Kernel Multigrid: Accelerate Back-fitting via Sparse Gaussian Process Regression

Lu Zou,Liang Ding
2024-03-31
Abstract:dditive Gaussian Processes (GPs) are popular approaches for nonparametric feature selection. The common training method for these models is Bayesian Back-fitting. However, the convergence rate of Back-fitting in training additive GPs is still an open problem. By utilizing a technique called Kernel Packets (KP), we prove that the convergence rate of Back-fitting is no faster than $(1-\mathcal{O}(\frac{1}{n}))^t$, where $n$ and $t$ denote the data size and the iteration number, respectively. Consequently, Back-fitting requires a minimum of $\mathcal{O}(n\log n)$ iterations to achieve convergence. Based on KPs, we further propose an algorithm called Kernel Multigrid (KMG). This algorithm enhances Back-fitting by incorporating a sparse Gaussian Process Regression (GPR) to process the residuals after each Back-fitting iteration. It is applicable to additive GPs with both structured and scattered data. Theoretically, we prove that KMG reduces the required iterations to $\mathcal{O}(\log n)$ while preserving the time and space complexities at $\mathcal{O}(n\log n)$ and $\mathcal{O}(n)$ per iteration, respectively. Numerically, by employing a sparse GPR with merely 10 inducing points, KMG can produce accurate approximations of high-dimensional targets within 5 iterations.
Machine Learning
What problem does this paper attempt to address?

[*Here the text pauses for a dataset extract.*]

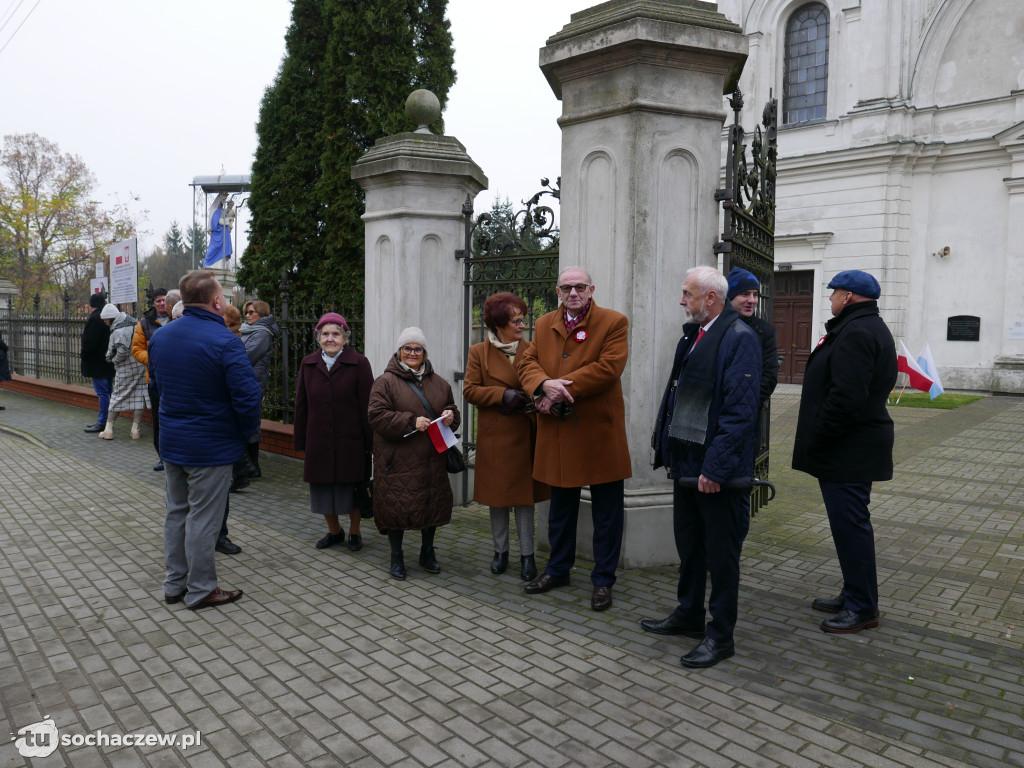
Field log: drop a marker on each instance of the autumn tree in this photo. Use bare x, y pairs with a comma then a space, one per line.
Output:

This paper focuses on accelerating the training of Additive Gaussian Processes (GPs) in high-dimensional data. Additive GPs are a nonparametric feature selection method commonly used in high-dimensional generalized additive models. However, the convergence speed of the Bayesian Back-fitting algorithm has been an unresolved issue in training these models. The author introduces a technique called "Kernel Packet" (KP) and proves that the convergence speed of Bayesian Back-fitting cannot be faster than \(1-\mathcal{O}(1/n)\), where \(n\) is the data size and \(t\) is the number of iterations. This implies that at least \(O(n\log n)\) iterations are required to achieve convergence. To address this problem, the paper proposes a new algorithm called "Kernel Multigrid" (KMG). KMG combines sparse Gaussian process regression (GPR) and handles residuals after each iteration, improving training efficiency. Theoretical analysis shows that KMG reduces the required number of iterations to \(O(\log n)\), while maintaining time and space complexity per iteration as \(O(n\log n)\) and \(O(n)\) respectively. The paper also points out that although Bayesian Back-fitting performs well in prediction and classification tasks, it faces difficulties in global feature allocation. KMG effectively addresses this issue through sparse GPR. Numerical experiments demonstrate that KMG can accurately approximate high-dimensional targets within 5 iterations using only 10 inducing points. In summary, the paper addresses the convergence speed issue of Bayesian Back-fitting in Additive GPs and proposes a more efficient training method, KMG, which helps improve computational efficiency in handling large-scale high-dimensional data.